This is not a bug and there is no fix. ClickHouse does not support writing to non-Unix systems. Full stop.
At the moment, the only way to run ClickHouse on Windows and map a volume is to use the WSL.
In a production environment you would also certainly run ClickHouse on a Kubernetes cluster. For this exercise, we are just going to run the ClickHouse server locally on a Docker container. So, first of all, we will just pull the image:
docker pull clickhouse/clickhouse-server
As you might expect, ClickHouse will need to write data and logs to a location on the host machine. We therefore need to map some volumes in our Docker run command. So, let's create some directories:
mkdir /var/lib/clickhouse
mkdir /var/log/clickhouse-server
And now we will execute the Docker run
command
docker run -d --name clickhouse-server-01 -p 9000:9000 --ulimit nofile=262144:262144 -v /var/lib/clickhouse/:/var/lib/clickhouse/ -v /var/log/clickhouse-server/:/var/log/clickhouse-server/ clickhouse/clickhouse-server
In this example we are using the ulimit
parameter to limit the maximum number of open files for this container to 262144. we are exposing port 9000 so that we can connect to it later from our host. Next, we can try connecting to our db:
docker exec -it clickhouse-server-01 clickhouse-client
We now have a connection to the ClickHouse client:
Creating A Database
Now that we are connected to the client we can start running some queries. First let's have a look at our default databases:
SHOW DATABASES;
Obviously, if we want to use ClickHouse we will need a database and some data to populate it. We are going to use the New York Taxi data set - as recommended in the ClickHouse documentation. One cool aspect of the ClickHouse Insert
statement is that it can pull data from a web Url.
The whole dataset consists of billions of records and is broken down into a number of files.
Next, we are going to create a database to store the data:
CREATE DATABASE IF NOT EXISTS TaxiData
Now we will make TaxiData our working database
Use TaxiData
Next, we will create our Trips
table. To do this we will run the Create table script in Appendix 1. This script is taken from the ClickHouse tutorial: https://clickhouse.com/docs/en/tutorial
Inserting Data
Our next task is to insert the data into our table.
INSERT INTO trips SELECT
trip_id,
vendor_id,
pickup_date,
pickup_datetime,
dropoff_date,
dropoff_datetime,
rate_code_id,
pickup_longitude,
pickup_latitude,
dropoff_longitude,
dropoff_latitude,
passenger_count,
trip_distance,
fare_amount,
extra,
mta_tax,
tip_amount,
tolls_amount,
ehail_fee,
improvement_surcharge,
total_amount,
payment_type
FROM gcs('https://storage.googleapis.com/clickhouse-public-datasets/nyc-taxi/trips_{0..2}.gz', 'TabSeparatedWithNames')

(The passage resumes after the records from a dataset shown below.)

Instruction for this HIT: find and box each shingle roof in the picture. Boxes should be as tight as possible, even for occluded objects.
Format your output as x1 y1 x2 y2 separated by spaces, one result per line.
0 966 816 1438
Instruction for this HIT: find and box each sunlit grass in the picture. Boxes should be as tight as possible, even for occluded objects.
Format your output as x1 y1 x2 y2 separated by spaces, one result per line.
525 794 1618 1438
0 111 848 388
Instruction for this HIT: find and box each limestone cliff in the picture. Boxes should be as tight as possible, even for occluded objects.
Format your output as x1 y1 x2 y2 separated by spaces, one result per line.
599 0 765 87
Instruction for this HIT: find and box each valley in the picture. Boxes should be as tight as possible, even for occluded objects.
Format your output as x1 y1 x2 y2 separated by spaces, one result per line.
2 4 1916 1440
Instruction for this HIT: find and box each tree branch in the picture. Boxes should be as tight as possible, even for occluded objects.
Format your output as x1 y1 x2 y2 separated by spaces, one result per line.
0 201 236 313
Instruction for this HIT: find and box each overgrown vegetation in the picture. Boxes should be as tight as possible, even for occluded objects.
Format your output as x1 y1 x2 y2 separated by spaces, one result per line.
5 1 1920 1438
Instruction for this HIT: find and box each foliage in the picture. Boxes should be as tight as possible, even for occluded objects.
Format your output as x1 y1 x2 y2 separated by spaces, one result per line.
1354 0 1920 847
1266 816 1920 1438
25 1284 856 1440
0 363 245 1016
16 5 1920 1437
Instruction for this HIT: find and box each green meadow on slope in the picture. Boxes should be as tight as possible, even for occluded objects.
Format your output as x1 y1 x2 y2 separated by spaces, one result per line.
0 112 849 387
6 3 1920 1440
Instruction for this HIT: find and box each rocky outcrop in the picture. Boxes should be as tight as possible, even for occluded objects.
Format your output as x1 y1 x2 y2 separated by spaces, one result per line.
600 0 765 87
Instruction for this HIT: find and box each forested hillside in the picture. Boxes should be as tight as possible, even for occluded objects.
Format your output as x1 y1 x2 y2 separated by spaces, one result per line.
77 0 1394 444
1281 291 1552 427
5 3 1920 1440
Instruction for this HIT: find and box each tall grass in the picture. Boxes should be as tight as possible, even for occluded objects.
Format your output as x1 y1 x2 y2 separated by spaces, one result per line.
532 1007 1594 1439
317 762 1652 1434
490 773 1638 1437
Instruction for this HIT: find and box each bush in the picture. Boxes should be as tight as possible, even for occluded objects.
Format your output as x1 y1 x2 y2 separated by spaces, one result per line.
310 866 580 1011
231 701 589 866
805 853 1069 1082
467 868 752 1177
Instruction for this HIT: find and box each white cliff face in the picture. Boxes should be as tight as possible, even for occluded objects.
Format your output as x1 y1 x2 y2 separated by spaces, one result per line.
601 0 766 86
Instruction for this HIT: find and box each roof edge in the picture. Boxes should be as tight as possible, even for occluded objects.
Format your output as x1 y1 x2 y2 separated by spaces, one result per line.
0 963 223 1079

We can now watch the progress of our insert:
As you can see, we have downloaded and inserted three million records in around 168 seconds.
The image below also gives us an interesting insight into the internals of ClickHouse storage.
Now that we have our data inserted, we can start to play with it. This query shows the average fare based on the number of passengers:
SELECT
passenger_count,
avg(total_amount)
FROM trips
GROUP BY passenger_count;
This is the result of the query:
This is pretty impressive performance. This was run on a Docker container on a home server. It has processed 3 million rows in 0.028 seconds - a rate of 106 million rows per second.
Breaking The Rules
ClickHouse is a phenomenally fast and powerful database system. Whilst ClickHouse is not exactly an immutable database, it does not support the SQL update
statement for updating the values of fields in one or more table rows.
You can, however, achieve the same effect by using the ALTER TABLE...UPDATE
statement:
alter table trips update trip_id=trip_id + 3200000 where trip_id >0
The where
clause in the above statement may seem a little redundant, however, this statement will not work without a where
clause
alter table trips update pickup_datetime = dateadd(d,93,pickup_datetime)
where trip_id >0
alter table trips update dropoff_datetime = dateadd(d,93,dropoff_datetime)
where trip_id >0
Whilst ClickHouse is extremely powerful, it naturally has some limitations. One point to remember is that it is designed as a large-sale analytics database. It is not designed for transaction processing, and it does not have support for ACID operations. It is designed for querying large datasets - it is not designed for querying or updating individual records. The guideline is that it is optimised for queries returning 8k+ rows. Equally, it is optimised for batch operations rather than a series of smaller queries.